There is a lengthy independent review of that superb 1962 performance - featuring the dancers who had premiered the Ashton version - here http://www.musicweb-international.com/classrev/2013/Jan13/Herold_La_fille_ICAD5088.htm


----------



## jegreenwood

Unfortunately, I have never seen it live. I would like to.

As for the music, I posted on this in another thread. An album of excerpts conducted by Lanchbery was included in the Decca Analogue box. Recently, I gave it a second listen - I suspect my first listen was as background music. This is simply one of the best sounding recordings in history. The vinyl version is included in The Absolute Sound's Super Disc list.


----------



## Pugg

jegreenwood said:


> Unfortunately, I have never seen it live. I would like to.
> 
> As for the music, I posted on this in another thread. An album of excerpts conducted by Lanchbery was included in the Decca Analogue box. Recently, I gave it a second listen - I suspect my first listen was as background music. This is simply one of the best sounding recordings in history. The vinyl version is included in The Absolute Sound's Super Disc list.


They had the best sound engineers. ( Decca that is) 
Nowadays they share them with DG.


----------



## Reichstag aus LICHT

pcnog11 said:


> Does anyone have an opinion on this ballet?

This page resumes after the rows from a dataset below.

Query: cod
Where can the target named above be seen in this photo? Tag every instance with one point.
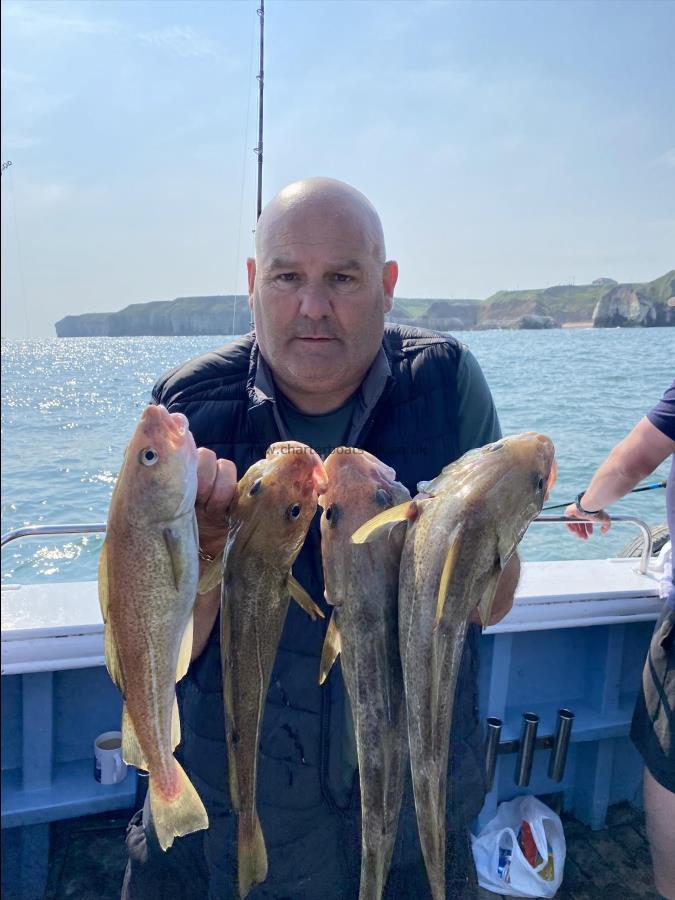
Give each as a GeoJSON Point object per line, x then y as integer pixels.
{"type": "Point", "coordinates": [362, 584]}
{"type": "Point", "coordinates": [148, 574]}
{"type": "Point", "coordinates": [268, 520]}
{"type": "Point", "coordinates": [457, 543]}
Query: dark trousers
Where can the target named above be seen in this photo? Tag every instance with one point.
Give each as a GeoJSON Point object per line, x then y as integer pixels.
{"type": "Point", "coordinates": [318, 860]}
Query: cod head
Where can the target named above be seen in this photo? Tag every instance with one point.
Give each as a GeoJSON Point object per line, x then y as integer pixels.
{"type": "Point", "coordinates": [477, 511]}
{"type": "Point", "coordinates": [359, 487]}
{"type": "Point", "coordinates": [158, 478]}
{"type": "Point", "coordinates": [276, 500]}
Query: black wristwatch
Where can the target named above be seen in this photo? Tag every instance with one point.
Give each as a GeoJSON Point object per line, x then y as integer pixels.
{"type": "Point", "coordinates": [585, 512]}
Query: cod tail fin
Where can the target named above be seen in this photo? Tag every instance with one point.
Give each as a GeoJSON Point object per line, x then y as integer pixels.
{"type": "Point", "coordinates": [177, 811]}
{"type": "Point", "coordinates": [251, 852]}
{"type": "Point", "coordinates": [385, 522]}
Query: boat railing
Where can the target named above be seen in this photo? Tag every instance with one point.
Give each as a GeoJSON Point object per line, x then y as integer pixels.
{"type": "Point", "coordinates": [42, 530]}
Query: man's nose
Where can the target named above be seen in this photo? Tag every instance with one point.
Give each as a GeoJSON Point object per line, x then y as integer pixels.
{"type": "Point", "coordinates": [314, 300]}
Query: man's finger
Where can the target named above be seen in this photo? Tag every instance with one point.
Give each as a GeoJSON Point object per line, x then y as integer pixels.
{"type": "Point", "coordinates": [207, 469]}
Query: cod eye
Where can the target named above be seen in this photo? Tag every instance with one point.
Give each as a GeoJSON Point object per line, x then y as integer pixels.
{"type": "Point", "coordinates": [148, 456]}
{"type": "Point", "coordinates": [293, 511]}
{"type": "Point", "coordinates": [383, 498]}
{"type": "Point", "coordinates": [333, 515]}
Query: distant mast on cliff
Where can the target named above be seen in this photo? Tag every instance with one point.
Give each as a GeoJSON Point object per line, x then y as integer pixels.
{"type": "Point", "coordinates": [261, 87]}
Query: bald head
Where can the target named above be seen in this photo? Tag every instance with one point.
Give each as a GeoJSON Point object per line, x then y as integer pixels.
{"type": "Point", "coordinates": [319, 289]}
{"type": "Point", "coordinates": [322, 200]}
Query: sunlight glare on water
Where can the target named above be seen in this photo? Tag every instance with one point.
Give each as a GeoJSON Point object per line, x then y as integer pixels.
{"type": "Point", "coordinates": [70, 405]}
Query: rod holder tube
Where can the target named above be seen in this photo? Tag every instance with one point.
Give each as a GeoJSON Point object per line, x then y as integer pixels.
{"type": "Point", "coordinates": [561, 743]}
{"type": "Point", "coordinates": [528, 736]}
{"type": "Point", "coordinates": [494, 731]}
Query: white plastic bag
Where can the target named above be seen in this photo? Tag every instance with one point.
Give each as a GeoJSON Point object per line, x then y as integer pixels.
{"type": "Point", "coordinates": [512, 874]}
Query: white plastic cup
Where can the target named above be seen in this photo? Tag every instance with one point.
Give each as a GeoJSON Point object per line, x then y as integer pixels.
{"type": "Point", "coordinates": [109, 767]}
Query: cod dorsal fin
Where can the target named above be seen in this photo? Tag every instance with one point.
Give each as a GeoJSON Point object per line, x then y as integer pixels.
{"type": "Point", "coordinates": [448, 569]}
{"type": "Point", "coordinates": [384, 522]}
{"type": "Point", "coordinates": [185, 651]}
{"type": "Point", "coordinates": [332, 646]}
{"type": "Point", "coordinates": [103, 592]}
{"type": "Point", "coordinates": [212, 575]}
{"type": "Point", "coordinates": [302, 598]}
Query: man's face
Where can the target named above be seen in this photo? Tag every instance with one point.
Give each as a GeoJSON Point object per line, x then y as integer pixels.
{"type": "Point", "coordinates": [319, 291]}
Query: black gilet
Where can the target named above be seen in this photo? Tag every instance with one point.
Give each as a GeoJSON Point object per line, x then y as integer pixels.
{"type": "Point", "coordinates": [413, 428]}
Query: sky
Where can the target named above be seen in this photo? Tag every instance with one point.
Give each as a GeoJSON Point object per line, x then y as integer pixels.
{"type": "Point", "coordinates": [506, 145]}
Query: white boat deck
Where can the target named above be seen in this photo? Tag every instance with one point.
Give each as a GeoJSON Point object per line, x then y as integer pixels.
{"type": "Point", "coordinates": [51, 627]}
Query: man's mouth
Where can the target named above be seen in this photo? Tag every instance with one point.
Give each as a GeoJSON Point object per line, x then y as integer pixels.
{"type": "Point", "coordinates": [312, 337]}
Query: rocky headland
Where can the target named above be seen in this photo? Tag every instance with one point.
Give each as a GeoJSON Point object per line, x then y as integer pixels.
{"type": "Point", "coordinates": [602, 304]}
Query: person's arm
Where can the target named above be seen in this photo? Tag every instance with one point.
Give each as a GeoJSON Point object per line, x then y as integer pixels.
{"type": "Point", "coordinates": [216, 483]}
{"type": "Point", "coordinates": [633, 458]}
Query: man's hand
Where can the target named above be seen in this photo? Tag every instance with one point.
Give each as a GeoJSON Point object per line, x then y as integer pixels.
{"type": "Point", "coordinates": [506, 588]}
{"type": "Point", "coordinates": [216, 483]}
{"type": "Point", "coordinates": [583, 530]}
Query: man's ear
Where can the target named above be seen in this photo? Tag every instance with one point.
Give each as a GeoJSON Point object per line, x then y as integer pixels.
{"type": "Point", "coordinates": [389, 279]}
{"type": "Point", "coordinates": [250, 270]}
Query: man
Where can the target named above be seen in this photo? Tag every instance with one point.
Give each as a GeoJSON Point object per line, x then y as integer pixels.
{"type": "Point", "coordinates": [320, 368]}
{"type": "Point", "coordinates": [653, 728]}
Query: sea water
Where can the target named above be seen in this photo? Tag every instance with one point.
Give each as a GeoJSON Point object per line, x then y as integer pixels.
{"type": "Point", "coordinates": [69, 406]}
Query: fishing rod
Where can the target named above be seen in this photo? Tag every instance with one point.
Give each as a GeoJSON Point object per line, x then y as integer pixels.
{"type": "Point", "coordinates": [645, 487]}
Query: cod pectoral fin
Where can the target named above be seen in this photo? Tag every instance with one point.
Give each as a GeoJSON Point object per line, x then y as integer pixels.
{"type": "Point", "coordinates": [212, 575]}
{"type": "Point", "coordinates": [386, 521]}
{"type": "Point", "coordinates": [448, 571]}
{"type": "Point", "coordinates": [111, 656]}
{"type": "Point", "coordinates": [131, 749]}
{"type": "Point", "coordinates": [302, 598]}
{"type": "Point", "coordinates": [332, 646]}
{"type": "Point", "coordinates": [486, 601]}
{"type": "Point", "coordinates": [175, 543]}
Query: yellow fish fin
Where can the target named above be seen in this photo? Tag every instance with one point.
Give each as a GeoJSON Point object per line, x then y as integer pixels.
{"type": "Point", "coordinates": [302, 598]}
{"type": "Point", "coordinates": [180, 814]}
{"type": "Point", "coordinates": [446, 574]}
{"type": "Point", "coordinates": [185, 651]}
{"type": "Point", "coordinates": [175, 725]}
{"type": "Point", "coordinates": [131, 749]}
{"type": "Point", "coordinates": [384, 522]}
{"type": "Point", "coordinates": [112, 659]}
{"type": "Point", "coordinates": [332, 646]}
{"type": "Point", "coordinates": [103, 593]}
{"type": "Point", "coordinates": [251, 852]}
{"type": "Point", "coordinates": [212, 575]}
{"type": "Point", "coordinates": [230, 727]}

It holds a place in my affections. Although I couldn't play any instrument, the school orchestra once allowed me to play the wooden block in the "Clog Dance", which was possibly the highlight of my academic career.


----------



## Pugg

Reichstag aus LICHT said:


> It holds a place in my affections. Although I couldn't play any instrument, the school orchestra once allowed me to play the wooden block in the "Clog Dance", which was possibly the highlight of my academic career.


At least you made it to some sort of stage, most here are only blabbing about it.


----------



## Marsilius

Becca said:


> There are many versions but the only really good one is the Frederick Ashton / Royal Ballet version with a score compiled by John Lanchbery...

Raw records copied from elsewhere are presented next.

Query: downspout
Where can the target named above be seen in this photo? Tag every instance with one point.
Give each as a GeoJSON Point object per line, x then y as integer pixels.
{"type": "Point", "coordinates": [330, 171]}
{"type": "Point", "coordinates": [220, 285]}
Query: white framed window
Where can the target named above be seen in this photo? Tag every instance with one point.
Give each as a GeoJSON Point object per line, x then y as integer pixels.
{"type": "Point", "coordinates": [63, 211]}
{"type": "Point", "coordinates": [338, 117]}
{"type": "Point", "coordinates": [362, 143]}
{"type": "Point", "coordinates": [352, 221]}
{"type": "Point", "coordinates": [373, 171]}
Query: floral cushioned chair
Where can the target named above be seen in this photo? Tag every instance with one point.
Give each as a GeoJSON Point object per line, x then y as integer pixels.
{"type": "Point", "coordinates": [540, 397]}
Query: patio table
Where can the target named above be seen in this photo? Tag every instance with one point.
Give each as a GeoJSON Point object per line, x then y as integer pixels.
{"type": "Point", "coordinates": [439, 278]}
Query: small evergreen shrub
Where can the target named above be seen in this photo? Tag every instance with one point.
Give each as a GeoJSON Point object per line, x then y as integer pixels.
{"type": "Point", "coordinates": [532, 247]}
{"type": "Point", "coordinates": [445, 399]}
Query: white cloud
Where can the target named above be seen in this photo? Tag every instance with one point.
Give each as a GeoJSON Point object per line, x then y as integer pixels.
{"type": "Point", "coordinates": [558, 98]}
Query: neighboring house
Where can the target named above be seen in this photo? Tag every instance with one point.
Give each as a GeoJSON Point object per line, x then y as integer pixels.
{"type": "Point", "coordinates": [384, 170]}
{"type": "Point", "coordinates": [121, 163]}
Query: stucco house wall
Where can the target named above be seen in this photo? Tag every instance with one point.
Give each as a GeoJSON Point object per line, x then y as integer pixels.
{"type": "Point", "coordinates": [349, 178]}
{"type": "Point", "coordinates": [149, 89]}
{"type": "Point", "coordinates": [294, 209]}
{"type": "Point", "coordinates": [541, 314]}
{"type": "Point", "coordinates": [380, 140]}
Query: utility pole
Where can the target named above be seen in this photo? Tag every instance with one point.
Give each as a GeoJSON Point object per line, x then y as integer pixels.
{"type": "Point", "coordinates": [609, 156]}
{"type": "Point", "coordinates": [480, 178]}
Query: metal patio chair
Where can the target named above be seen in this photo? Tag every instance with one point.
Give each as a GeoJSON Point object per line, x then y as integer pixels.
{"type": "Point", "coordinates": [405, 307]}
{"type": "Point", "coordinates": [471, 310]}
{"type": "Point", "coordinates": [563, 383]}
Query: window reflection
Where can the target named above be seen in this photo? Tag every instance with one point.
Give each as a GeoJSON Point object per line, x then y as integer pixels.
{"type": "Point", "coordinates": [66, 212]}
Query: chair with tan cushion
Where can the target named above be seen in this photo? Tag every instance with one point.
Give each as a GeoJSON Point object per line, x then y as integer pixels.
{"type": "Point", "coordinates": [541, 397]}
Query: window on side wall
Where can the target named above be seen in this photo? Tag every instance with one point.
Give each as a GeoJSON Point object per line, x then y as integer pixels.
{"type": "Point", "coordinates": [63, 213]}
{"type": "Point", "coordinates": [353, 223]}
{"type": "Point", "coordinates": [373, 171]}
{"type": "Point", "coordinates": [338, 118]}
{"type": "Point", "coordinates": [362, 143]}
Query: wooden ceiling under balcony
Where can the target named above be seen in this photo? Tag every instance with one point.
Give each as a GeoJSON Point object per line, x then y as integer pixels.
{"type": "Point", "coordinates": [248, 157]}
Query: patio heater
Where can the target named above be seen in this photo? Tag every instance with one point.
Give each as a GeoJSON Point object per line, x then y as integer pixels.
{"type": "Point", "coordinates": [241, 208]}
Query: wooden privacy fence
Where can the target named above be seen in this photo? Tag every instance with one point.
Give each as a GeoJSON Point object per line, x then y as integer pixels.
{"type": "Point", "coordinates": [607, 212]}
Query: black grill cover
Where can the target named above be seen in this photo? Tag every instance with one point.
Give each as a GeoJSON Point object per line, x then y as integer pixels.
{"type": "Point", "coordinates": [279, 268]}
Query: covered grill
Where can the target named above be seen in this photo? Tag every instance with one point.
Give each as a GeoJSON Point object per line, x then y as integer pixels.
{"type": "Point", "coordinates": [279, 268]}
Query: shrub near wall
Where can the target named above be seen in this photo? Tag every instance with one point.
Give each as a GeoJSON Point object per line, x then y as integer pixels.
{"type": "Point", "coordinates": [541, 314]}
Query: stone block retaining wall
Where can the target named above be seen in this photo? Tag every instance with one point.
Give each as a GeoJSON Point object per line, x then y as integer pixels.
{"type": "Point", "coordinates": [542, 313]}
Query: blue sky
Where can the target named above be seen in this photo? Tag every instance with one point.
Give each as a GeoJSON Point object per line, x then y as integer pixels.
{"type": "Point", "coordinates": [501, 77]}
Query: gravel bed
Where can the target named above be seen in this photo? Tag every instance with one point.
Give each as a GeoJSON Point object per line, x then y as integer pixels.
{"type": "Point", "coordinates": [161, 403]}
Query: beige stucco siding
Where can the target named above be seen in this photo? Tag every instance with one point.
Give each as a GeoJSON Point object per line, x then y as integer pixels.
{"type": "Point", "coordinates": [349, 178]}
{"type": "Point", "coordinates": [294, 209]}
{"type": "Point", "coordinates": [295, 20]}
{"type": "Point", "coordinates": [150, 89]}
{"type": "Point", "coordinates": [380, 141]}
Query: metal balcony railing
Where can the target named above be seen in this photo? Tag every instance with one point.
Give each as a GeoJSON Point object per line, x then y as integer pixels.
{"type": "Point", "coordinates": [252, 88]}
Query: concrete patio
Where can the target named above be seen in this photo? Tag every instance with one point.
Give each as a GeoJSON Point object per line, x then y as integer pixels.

You're probably correct that the Ashton version is the only "really good" one. Last week, however, I watched the Russian State Ballet of Siberia perform another version at the Hippodrome theatre in Bristol, UK. They danced to Peter Ludwig Hertel's 1864 score, using a mixture of choreography devised at various points over the past 228 years by Jean Dauberval, Alexander Gorsky and Mark Peretokin.

While the Hertel score is admittedly nowhere near as memorable as Lanchbery's revision of Herold's music, the enthusiasm and skilful artistry of the very youthful Siberian company delivered a charming and very enjoyable evening's entertainment to the enthusiastic and full audience.


----------



## CristianRey

The Petipa/Hertel version also survived via Nijinska's staging for Ballet Theater in the 1940's. It is now gone, but Alicia Alonso lifted it to her company in Havana in 1948. It is still performed today in its 1940's BT manner.


----------



## Roger Knox

Here's an archival quality copy of the final 8 min. of National Ballet of Canada's _La fille mal gardée_ with Karen Kain and Frank Agustyn, circa early 1970's.






I never saw the ballet live but I did see the whole of this TV production. In the 1970's ballet had a large following in Canada with such events as the arrival of young dancers like Kain, the involvement of Nureyev in a number of productions, and later the defection of Baryshnikov in Toronto. While dancing and choreogrogaphy have advanced greatly, back then funding for a full-sized orchestra and attractive costumes, sets, and props could be counted on.


----------



## Marsilius

Roger Knox said:


> In the 1970's ballet had a large following in Canada with such events as... the involvement of Nureyev in a number of productions... *ack then funding for a full-sized orchestra and attractive costumes, sets, and props could be counted on.*


*

Not necessarily, it seems. for when Nureyev mounted an extremely lavish production of The sleeping beauty for the National Ballet of Canada in 1972, the company's chairman was forced to mortgage his house so as to bankroll the production (see Julie Kavanagh Rudolf Nureyev: the life [London, 2008], p. 444.]*


----------